The survey was carried out to explore mid-size businesses’ experience of dealing with HMRC, with a view to helping the taxman provide a more effective and targeted service to this group.
Commenting on the findings of the HMRC survey, Andrew Hubbard, a partner at audit, tax and consulting firm RSM said:
‘Nobody looks forward to dealing with the tax authorities, so when businesses are asked to comment on their experience of dealing with the taxman, you might expect respondents to rate it as being marginally worse than a trip to the dentist. The fact that just over half said their experience was positive should be acknowledged, but the Revenue needs to look closely at the reasons why the other half were less than satisfied.
‘Interestingly, businesses which used only digital channels to communicate with HMRC were more likely to be positive about their experience than those who used a mixture of digital and non-digital contact, such as letters and phone calls. No doubt HMRC will seize on these findings to show support for its digital strategy. However, the findings also reveal that the larger mid-sized businesses surveyed were less likely to be positive about their overall experience.
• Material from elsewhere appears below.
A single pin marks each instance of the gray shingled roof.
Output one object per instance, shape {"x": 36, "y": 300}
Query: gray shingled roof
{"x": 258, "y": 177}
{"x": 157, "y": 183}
This could be because they had to use non-digital communication more often than their smaller counterparts.
‘This does point to a specific challenge facing larger mid-market companies, and one we are very aware of given our client profile. At risk of over-generalising, smaller businesses will usually have less complex affairs which do not demand significant levels of interaction with the taxman. The very largest businesses will have individual account managers within HMRC who generally perform an effective role in managing communications and resolving problems. This can leave mid-sized businesses which are large enough to have complex tax affairs but not large enough to qualify for an HMRC account manager, with a specific challenge, and one which may not be solved simply by a greater digitalisation of services.
‘HMRC needs to reflect carefully on the findings of this survey and work with larger mid-sized businesses and their advisers to improve the customer experience for this important group of businesses.’
The HMRC survey was conducted between October and December 2015 among mid-sized businesses, defined as being those with a Corporation Tax or Income Tax Self-Assessment turnover above £10m, and/or more than 20 employees.